新たに導入された工法
出典: フリー百科事典『ウィキペディア(Wikipedia)』 (2022/04/01 13:05 UTC 版)
「中山トンネル (上越新幹線)」の記事における「新たに導入された工法」の解説
今回の中山トンネル工事では日本で初めて、新オーストリアトンネル工法 (NATM) が導入された。これは巨大な膨圧に対応するために導入された一手法であったが、その成功にトンネル技術者からの注目が集まった。さらに同時期に、オーストリアでNATMの視察をして帰国した日本国有鉄道(国鉄)の技術者が、多くのトンネルでNATMによる施工に切り替えを断行したこともあり、NATMの採用が広がっていった。
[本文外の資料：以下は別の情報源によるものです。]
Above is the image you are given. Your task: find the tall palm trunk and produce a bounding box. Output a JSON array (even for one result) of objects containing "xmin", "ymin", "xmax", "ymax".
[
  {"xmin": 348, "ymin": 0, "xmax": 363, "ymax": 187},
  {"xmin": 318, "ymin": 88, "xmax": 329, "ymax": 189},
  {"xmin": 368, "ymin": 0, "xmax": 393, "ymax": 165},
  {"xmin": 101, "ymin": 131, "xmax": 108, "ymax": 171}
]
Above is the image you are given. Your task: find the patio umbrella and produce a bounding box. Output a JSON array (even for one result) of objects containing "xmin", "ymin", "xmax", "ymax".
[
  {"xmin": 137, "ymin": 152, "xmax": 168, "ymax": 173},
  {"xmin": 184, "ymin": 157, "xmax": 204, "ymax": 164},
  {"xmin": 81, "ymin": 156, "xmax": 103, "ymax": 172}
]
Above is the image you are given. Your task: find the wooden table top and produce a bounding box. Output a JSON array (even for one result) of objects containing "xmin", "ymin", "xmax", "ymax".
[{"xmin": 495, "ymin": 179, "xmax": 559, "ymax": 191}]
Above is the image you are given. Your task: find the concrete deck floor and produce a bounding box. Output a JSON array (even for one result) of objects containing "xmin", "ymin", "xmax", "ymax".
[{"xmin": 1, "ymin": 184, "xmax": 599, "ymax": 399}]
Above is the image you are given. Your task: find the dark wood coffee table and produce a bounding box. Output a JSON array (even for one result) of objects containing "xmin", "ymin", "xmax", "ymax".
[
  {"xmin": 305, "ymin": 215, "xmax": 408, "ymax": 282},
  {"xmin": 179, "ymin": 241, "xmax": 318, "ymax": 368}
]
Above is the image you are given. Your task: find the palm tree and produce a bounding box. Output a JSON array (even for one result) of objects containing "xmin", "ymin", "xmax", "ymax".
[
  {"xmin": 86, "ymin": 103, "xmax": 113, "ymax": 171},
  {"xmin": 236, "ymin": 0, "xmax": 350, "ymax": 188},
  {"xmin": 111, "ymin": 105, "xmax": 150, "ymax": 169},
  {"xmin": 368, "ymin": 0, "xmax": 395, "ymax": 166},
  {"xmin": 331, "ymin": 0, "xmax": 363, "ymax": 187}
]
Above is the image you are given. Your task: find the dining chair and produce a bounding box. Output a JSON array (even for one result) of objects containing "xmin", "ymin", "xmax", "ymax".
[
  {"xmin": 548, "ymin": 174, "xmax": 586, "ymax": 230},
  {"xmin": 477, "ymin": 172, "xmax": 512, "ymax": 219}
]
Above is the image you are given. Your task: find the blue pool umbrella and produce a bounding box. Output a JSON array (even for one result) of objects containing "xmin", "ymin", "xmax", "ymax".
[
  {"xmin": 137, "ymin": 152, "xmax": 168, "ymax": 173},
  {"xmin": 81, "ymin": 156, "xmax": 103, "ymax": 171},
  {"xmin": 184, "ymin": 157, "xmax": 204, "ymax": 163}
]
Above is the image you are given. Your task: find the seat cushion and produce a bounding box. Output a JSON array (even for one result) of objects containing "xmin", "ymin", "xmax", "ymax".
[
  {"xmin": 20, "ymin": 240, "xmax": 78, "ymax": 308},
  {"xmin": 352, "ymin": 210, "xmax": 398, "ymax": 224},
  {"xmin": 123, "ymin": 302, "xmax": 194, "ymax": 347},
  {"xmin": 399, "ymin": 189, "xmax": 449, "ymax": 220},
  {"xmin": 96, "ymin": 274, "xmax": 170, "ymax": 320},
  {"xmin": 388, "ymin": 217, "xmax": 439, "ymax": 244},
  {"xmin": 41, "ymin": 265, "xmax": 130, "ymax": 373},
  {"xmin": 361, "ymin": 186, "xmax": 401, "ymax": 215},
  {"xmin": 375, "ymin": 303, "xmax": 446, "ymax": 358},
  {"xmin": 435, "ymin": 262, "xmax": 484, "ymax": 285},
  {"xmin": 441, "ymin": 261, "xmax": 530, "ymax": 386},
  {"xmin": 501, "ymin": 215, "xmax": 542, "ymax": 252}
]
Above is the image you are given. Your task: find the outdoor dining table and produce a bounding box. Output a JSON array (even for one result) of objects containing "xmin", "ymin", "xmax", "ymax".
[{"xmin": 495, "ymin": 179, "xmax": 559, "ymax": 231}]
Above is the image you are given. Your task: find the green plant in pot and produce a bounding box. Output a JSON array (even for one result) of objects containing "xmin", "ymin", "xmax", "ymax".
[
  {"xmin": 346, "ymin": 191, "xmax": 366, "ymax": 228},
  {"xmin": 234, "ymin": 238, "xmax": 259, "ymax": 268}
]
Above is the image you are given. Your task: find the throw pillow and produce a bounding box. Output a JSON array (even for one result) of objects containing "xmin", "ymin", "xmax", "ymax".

当初は慣れない吹付コンクリートの作業に手間取り、工期が長引いて工費が高騰するとの反対もあったが、慣れるにつれて作業が1か所に集中して管理しやすいことや作業員を減らせること、落石による事故を防げること、そして工費も低減できることがわかってきた。 本格導入から10年も経たない1987年度(昭和62年度)、土木学会はトンネル標準示方書を改定し、NATMをトンネル工事の標準工法と定め、従来の鋼製支保工を用いた工法を特殊工法とした。中山トンネルでのNATM施工は、それまで個別作業員の能力に頼ることの多かったトンネル掘削を初めて工学と呼べる水準に引き上げ、その後の日本のトンネル工学の発展に大きく寄与した。 薬液を注入する工法についても、中山トンネルが大きな役割を果たした。注入工法は古くから地質の悪いところを改良する方法として使われてきたが、信頼性のある手法とは言えなかった。中山トンネルの厳しい条件下で失敗を繰り返しながら注入剤と注入方法の改良が進められ、初めて信頼性のある工法として定着することになった。有機廃液によるバクテリア発生の問題を解決するために、実験段階であった新しい注入剤を試行し、これは後のトンネル工事において広く使われるようになった。中山トンネル以降では、注入工法はトンネル工事だけではなく地盤改良などにも多用される技術となった。